Now those proposals are about to fall into place, with a number of significant changes occurring over the next two months.

“Stage one was sorting out the somewhat messy and confusing situation surrounding economy class,” Parton says. “We have done that and basically from the money we have saved by having one provider means we can invest in other significant things.”

First up the airline  employed two international judges, who with their knowledge of their own markets, can help identify specific palate requirements.

Fongyee Walker, well known in New Zealand wine circles, will bring her knowledge of the Chinese market to the judging table, while Linda Murphy from the US is keen to share her insights of the American market with the New Zealand wine industry. Both judges will join John Harre and John Belsham on the Business Premier selection panel.

On top of the judging role, both Murphy and Walker will tour the major wine regions to talk to producers. Parton says both have valuable experience when it comes to their home markets and they are keen to pass on advice to producers who are struggling to gain recognition in either China or the US. They have already toured the country in July and will be back in October.

“Both (Fongyee and Murphy) are people who are flying our flag overseas in markets that are incredibly hard to penetrate. What we want to do is get them both out amongst the wine community, with their insights and knowledge which we are sure will be of benefit to producers of all sizes.”

With the overseas judges sorted, Parton says the next step was to take a much closer look at what was happening in Business Premier. Feedback from the wine industry had flagged concerns about having to enter the Air NZ Wine Awards to be considered for inclusion. Given only about 50% of wineries enter their wines in shows, Parton says it was obvious a large number of wines were being excluded.

“We will look to try and pick up trophy and gold medal winning wines from the Air NZ Wine Awards. But we are also interested in other top end wines. We want to expand the type of wine we get and the breadth of it – and no longer exclude wines.”
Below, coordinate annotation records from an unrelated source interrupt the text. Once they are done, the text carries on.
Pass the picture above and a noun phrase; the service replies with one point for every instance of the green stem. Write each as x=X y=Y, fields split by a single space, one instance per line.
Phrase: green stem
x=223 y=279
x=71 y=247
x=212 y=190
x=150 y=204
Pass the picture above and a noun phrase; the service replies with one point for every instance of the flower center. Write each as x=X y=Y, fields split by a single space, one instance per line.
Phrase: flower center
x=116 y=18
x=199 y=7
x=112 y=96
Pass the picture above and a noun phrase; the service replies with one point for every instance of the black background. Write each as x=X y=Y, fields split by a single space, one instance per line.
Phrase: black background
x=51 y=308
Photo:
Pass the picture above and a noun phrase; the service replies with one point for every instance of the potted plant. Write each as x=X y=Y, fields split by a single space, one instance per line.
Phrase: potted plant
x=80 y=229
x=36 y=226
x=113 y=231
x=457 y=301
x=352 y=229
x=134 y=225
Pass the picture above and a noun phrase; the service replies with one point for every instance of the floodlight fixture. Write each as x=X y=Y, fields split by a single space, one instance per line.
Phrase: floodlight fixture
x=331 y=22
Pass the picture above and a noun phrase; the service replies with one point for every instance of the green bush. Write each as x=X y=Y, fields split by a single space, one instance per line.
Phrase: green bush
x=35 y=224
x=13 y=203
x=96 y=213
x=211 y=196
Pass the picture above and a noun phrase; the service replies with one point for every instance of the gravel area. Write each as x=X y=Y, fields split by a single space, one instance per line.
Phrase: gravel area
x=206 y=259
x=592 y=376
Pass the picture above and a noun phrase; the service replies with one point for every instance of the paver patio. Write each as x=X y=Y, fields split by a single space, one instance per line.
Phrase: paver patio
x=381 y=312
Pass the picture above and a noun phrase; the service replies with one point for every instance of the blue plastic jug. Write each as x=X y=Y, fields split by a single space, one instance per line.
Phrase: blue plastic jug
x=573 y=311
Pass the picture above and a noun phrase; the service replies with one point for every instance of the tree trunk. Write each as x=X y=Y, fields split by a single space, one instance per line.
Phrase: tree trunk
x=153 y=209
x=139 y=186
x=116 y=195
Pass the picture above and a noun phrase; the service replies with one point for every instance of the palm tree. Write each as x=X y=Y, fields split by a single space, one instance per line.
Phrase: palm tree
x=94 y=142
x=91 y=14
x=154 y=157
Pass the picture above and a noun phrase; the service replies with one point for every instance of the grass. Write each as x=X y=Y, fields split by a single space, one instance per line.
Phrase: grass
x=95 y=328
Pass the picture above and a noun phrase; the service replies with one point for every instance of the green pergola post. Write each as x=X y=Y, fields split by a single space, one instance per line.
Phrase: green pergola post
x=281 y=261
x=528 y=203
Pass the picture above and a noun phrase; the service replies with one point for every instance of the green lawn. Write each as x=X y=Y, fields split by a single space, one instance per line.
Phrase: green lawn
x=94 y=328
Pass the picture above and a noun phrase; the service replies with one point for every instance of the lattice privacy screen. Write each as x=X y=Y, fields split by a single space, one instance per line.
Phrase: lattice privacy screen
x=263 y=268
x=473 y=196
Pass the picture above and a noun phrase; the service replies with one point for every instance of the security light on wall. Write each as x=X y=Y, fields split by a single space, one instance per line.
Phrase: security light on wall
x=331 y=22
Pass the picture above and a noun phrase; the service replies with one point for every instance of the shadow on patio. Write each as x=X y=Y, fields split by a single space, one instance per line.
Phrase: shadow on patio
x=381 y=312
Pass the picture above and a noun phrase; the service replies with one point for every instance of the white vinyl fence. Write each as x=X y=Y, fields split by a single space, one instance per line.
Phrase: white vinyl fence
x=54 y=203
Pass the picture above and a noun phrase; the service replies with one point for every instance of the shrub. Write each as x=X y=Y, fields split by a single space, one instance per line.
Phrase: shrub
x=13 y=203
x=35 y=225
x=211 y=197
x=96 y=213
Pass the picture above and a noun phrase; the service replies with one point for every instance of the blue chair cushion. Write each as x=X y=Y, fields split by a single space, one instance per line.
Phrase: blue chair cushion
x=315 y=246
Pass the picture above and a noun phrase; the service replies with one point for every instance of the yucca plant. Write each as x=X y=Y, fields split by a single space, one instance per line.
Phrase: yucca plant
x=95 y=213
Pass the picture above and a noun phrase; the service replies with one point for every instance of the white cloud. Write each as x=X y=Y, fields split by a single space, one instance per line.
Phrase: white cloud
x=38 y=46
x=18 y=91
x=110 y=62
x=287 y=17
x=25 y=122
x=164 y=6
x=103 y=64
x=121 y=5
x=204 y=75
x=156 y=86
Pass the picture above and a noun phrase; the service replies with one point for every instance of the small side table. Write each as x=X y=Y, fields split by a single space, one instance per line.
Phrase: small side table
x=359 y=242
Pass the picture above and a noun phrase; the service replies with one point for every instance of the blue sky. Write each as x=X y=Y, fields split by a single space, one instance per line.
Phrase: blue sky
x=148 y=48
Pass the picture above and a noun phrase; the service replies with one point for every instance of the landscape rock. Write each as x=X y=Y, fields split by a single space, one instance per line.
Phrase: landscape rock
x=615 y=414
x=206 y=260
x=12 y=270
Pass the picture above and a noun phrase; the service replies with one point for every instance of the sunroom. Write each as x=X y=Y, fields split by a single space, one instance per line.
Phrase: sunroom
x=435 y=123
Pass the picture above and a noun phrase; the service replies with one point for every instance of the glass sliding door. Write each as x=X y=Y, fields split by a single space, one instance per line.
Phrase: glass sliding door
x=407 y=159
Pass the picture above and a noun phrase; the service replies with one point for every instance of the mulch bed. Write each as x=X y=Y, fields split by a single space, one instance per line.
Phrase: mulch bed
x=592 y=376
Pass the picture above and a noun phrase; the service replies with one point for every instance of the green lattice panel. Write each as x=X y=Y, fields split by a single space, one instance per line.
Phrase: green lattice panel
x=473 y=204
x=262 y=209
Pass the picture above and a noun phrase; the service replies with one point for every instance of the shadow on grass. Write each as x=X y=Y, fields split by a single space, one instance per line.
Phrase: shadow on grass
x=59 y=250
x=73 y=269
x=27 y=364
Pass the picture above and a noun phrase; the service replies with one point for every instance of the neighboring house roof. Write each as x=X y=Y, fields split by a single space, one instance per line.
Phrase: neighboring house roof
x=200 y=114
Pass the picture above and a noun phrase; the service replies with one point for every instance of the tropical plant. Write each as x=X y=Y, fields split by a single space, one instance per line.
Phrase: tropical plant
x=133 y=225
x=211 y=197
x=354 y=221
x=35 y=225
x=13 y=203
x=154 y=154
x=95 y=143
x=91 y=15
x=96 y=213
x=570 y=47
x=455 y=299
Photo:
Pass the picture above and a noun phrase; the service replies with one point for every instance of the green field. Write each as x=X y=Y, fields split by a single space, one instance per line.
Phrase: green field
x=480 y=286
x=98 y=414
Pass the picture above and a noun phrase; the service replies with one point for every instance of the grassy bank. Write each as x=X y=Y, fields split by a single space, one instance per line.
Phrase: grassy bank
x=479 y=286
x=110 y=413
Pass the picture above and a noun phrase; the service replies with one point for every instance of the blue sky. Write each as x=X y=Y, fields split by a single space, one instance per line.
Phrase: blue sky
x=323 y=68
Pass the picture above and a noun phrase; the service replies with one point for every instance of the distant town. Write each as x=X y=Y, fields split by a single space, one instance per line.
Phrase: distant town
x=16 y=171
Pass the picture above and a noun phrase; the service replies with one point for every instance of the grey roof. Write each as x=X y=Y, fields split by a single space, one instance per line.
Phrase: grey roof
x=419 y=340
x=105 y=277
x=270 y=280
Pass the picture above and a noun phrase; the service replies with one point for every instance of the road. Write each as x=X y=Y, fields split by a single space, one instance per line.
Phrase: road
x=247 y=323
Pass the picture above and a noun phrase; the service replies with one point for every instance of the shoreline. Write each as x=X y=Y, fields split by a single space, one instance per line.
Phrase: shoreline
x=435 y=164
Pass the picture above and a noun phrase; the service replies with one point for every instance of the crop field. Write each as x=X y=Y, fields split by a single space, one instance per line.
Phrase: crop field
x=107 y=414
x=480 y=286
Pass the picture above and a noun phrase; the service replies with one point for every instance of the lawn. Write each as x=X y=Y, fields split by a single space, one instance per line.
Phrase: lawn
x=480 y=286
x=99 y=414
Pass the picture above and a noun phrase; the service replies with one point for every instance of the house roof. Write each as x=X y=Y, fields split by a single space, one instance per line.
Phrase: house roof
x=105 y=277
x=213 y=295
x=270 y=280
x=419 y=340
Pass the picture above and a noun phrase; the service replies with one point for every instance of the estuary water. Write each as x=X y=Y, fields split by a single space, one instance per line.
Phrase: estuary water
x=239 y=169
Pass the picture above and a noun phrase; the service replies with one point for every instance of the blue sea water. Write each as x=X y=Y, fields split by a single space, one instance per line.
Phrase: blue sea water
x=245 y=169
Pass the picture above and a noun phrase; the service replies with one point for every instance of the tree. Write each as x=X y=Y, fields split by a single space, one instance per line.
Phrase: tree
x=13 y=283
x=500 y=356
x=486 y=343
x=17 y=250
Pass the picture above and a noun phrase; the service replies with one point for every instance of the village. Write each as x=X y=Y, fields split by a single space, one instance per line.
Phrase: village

Enter phase three – the choosing of wines that are not part of the awards line-up. 

“Some of the feedback we received was along the lines of; ‘I could choose better wines than you do.’ Well we have listened to that and we have invited New Zealand’s 12 Masters of Wine to take part in our selection process. We have asked each of them to name two iconic wines in each category, so each Master will provide us with two iconic savvies, two Chardonnays, two Pinots etc. We will then look to include those in a tasting. So this gives us a wider group of expertise and a wider group of wine to try.”

The airline is keen to promote the wine industry via inflight entertainment, but Parton agrees that for many companies there is a need for long term commitment before the marketing value adds up. So Air NZ is looking at “cutting” longer term deals with iconic producers, to ensure quality and volume stacks up.

“If we find an iconic wine and then say to the producers that we will look to buy a certain amount every year, it provides huge benefit to the winery. They can use that information to under-pin investment. If linking with them up front for a period of time, and investing in their future allows them to invest in their product and increase crop while maintaining quality, then it’s very good for everyone.”

All these changes won’t come cheap Parton admits. He says up until October this year, the budget spent on wine on Air NZ flights has doubled. And that is likely to go up even further in the near future. 

“We are quite frankly moving into a phase where price is not the key driver of wine on board. We want to be serving New Zealand’s most iconic wines in our Business Premier cabin and we are aware those wines cost a lot of money.”

Looking forward, he says the changes mean the best of the best, as suggested by 12 Masters of Wine and selected by the four internationally experienced judges, will be included on the airline’s wine list.

“If you enter and are successful in the Air NZ Wine Awards, we will be talking to you. If you want to pitch your wines into our wine tastings in October, if they are good enough, we will be talking to you. And if you didn’t do either for whatever reason, but you are iconic, we will be wanting to talk to you as well.

“I think it is exciting times ahead.”